(a) The certificate of incorporation or a by-law adopted by the members may provide that directors elected or appointed at large shall be divided into either two, three, four or five classes for the purpose of staggering their terms of office and that all or some of the directors elected or appointed otherwise than at large shall be divided into the same or a different number of classes, not exceeding five, for the same purpose. All classes of each type shall be as nearly equal in number as possible and, if provision has been made for cumulative voting under section 617 (Cumulative voting), no class shall include less than three directors.
(b) The terms of office of the directors initially classified shall be as follows: that of the first class shall expire at the next annual meeting of members if there be members, or of the board if there be no members, the second class at the second succeeding annual meeting, the third class, if any, at the third succeeding annual meeting, the fourth class, if any, at the fourth succeeding annual meeting and the fifth class, if any, at the fifth succeeding annual meeting.
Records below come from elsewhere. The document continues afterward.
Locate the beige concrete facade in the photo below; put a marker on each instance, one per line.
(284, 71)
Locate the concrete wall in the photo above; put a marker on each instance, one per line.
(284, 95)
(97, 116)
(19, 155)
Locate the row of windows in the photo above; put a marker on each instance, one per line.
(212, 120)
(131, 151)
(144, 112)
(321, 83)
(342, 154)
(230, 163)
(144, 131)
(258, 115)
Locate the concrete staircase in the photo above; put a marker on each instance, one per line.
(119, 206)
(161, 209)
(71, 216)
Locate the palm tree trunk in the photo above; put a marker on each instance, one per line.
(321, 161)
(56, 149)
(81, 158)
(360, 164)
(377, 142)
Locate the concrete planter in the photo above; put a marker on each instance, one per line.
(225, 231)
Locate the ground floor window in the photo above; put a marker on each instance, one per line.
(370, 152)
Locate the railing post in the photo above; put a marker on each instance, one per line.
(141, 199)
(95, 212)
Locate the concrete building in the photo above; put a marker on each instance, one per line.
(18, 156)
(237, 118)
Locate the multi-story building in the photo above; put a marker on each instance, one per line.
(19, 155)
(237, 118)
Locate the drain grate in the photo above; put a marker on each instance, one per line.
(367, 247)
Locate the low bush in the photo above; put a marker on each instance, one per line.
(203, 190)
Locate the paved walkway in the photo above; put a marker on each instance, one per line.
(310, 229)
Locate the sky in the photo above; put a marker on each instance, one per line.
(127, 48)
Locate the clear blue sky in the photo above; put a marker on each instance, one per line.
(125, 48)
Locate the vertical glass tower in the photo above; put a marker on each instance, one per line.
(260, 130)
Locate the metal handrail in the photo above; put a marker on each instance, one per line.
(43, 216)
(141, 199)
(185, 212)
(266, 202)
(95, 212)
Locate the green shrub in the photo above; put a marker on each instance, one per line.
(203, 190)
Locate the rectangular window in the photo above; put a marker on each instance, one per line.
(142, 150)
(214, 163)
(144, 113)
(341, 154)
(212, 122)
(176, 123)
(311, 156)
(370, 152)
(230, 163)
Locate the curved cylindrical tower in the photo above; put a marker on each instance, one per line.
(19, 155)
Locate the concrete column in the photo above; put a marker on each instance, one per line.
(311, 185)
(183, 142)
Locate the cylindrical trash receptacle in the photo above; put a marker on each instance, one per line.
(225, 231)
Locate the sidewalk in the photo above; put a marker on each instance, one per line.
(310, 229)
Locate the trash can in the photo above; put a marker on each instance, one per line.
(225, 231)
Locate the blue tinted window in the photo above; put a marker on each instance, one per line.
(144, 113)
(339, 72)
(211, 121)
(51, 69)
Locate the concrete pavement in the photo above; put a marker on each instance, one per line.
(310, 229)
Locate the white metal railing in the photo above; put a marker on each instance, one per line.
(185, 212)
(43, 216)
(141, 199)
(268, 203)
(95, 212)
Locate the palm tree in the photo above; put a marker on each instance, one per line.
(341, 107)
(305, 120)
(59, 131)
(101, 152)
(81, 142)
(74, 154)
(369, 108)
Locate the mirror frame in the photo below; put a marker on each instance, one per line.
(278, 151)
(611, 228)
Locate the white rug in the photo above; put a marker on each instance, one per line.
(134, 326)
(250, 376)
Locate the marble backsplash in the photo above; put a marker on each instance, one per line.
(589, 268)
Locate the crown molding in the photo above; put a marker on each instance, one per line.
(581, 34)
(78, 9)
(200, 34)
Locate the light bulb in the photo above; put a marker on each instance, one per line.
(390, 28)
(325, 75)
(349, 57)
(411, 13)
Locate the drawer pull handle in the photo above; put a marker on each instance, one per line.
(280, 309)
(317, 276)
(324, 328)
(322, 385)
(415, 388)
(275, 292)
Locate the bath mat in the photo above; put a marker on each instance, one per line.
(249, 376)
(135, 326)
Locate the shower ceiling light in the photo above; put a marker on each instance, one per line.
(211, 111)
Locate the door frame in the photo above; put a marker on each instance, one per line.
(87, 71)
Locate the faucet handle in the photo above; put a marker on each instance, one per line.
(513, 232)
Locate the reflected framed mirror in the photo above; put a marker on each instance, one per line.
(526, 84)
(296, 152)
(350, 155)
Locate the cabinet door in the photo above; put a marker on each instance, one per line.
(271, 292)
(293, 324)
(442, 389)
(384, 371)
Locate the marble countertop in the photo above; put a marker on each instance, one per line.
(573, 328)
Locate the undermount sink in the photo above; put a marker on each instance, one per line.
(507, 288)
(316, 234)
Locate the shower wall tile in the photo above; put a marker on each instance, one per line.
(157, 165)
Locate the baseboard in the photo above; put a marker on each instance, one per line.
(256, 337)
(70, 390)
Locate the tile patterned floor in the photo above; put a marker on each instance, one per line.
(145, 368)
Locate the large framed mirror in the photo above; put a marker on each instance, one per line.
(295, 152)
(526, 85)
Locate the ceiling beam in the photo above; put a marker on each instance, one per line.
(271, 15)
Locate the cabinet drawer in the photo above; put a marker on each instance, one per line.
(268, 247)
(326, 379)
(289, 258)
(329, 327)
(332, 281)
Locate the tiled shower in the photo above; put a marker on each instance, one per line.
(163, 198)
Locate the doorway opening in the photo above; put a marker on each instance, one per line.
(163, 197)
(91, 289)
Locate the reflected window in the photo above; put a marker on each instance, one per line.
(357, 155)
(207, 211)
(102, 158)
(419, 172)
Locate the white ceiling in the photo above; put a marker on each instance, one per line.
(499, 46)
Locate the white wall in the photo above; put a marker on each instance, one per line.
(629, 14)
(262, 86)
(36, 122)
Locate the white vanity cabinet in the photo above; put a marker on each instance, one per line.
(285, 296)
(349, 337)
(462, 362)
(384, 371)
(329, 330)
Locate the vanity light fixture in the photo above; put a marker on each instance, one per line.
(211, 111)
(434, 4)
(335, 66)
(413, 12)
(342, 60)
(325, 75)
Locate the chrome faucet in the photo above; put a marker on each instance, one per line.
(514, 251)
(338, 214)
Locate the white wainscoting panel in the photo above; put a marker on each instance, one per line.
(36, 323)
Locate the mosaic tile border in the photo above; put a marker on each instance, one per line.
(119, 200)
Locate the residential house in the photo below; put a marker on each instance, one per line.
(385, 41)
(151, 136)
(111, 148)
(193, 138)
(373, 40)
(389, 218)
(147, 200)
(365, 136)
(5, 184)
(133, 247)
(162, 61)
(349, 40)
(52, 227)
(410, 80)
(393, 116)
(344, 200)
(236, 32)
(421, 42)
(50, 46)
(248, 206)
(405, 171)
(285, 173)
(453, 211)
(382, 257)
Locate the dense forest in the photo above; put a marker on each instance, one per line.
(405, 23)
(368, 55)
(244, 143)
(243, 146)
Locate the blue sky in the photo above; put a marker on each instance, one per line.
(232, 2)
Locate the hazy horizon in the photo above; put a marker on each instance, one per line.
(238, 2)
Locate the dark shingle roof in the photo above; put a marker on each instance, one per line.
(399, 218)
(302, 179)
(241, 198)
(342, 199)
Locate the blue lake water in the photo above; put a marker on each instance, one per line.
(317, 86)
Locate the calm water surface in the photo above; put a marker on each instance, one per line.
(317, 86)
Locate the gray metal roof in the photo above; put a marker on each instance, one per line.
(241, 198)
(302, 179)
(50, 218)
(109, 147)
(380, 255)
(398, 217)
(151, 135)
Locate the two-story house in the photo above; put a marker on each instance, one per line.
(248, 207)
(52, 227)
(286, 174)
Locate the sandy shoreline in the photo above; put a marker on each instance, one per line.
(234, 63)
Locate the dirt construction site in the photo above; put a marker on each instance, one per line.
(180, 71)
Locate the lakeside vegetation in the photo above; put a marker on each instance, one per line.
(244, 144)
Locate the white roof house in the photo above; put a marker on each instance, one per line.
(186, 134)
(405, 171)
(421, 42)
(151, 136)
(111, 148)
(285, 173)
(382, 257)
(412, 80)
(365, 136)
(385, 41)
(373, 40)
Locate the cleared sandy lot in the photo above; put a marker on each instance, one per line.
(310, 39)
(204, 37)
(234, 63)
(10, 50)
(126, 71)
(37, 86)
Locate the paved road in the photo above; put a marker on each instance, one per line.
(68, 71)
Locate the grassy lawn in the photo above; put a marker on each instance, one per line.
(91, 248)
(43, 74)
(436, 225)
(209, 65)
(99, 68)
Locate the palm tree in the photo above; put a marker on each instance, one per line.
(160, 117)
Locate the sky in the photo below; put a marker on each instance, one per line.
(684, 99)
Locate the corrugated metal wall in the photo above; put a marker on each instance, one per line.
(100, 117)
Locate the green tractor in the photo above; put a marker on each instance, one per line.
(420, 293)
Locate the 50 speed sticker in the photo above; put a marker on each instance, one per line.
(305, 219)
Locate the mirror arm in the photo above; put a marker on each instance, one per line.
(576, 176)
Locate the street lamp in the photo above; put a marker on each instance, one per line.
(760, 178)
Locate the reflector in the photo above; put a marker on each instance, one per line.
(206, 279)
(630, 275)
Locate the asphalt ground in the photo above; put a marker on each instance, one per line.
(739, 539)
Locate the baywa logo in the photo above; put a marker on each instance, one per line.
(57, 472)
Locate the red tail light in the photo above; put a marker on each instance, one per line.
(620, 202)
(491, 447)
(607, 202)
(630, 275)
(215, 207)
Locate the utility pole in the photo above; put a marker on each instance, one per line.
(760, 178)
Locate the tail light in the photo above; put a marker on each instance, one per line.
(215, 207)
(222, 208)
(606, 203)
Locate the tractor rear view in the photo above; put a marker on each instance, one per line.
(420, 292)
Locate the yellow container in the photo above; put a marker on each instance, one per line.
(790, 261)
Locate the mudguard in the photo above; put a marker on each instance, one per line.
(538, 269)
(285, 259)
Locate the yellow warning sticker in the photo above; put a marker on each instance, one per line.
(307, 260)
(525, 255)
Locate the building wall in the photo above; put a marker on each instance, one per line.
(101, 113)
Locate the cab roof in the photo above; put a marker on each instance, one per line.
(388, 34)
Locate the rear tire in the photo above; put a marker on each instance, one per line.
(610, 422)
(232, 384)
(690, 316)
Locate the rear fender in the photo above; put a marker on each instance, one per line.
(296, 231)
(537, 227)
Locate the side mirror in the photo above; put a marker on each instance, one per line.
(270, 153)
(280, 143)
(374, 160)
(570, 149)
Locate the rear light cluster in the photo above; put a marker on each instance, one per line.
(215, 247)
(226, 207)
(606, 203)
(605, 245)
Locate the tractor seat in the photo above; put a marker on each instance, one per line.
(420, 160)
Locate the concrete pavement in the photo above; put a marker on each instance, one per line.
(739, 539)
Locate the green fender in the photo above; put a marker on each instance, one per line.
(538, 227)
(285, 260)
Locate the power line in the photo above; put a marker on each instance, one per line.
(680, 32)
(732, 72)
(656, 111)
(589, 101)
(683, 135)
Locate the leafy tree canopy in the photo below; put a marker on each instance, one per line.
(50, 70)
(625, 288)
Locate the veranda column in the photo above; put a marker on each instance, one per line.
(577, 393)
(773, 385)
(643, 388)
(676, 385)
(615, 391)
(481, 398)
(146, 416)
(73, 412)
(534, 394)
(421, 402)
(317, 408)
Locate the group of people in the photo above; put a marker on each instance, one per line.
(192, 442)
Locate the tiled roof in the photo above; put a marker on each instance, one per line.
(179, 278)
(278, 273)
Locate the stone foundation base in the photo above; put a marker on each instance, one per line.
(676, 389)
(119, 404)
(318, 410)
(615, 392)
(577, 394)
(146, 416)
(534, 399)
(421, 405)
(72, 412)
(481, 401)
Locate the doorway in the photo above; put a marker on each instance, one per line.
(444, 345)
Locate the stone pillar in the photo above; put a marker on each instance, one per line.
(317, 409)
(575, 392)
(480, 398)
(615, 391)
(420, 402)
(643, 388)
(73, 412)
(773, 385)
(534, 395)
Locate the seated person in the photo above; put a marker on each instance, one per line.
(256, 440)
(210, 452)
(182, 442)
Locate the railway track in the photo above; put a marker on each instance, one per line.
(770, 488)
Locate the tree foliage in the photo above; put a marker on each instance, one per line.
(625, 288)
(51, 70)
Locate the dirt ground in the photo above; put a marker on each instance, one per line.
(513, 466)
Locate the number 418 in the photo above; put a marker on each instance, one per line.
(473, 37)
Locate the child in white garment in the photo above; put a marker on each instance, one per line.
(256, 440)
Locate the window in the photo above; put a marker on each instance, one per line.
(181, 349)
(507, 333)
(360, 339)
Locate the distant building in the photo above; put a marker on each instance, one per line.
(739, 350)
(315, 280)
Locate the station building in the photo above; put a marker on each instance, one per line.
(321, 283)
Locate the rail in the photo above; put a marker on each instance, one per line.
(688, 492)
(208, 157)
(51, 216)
After such initial classification, directors to replace those whose terms expire at each annual meeting shall be elected or appointed at such meeting to hold office for a full term in accordance with such classification.
(c) If directors are classified and the number of directors is thereafter changed by action of the board:
(1) Any newly created directorships or any decrease in directorships shall be so apportioned among the classes as to make all classes as nearly equal in number as possible.
(2) If newly created directorships are filled by the board in a corporation having members, there shall be no classification of the additional directors until the next annual meeting of members.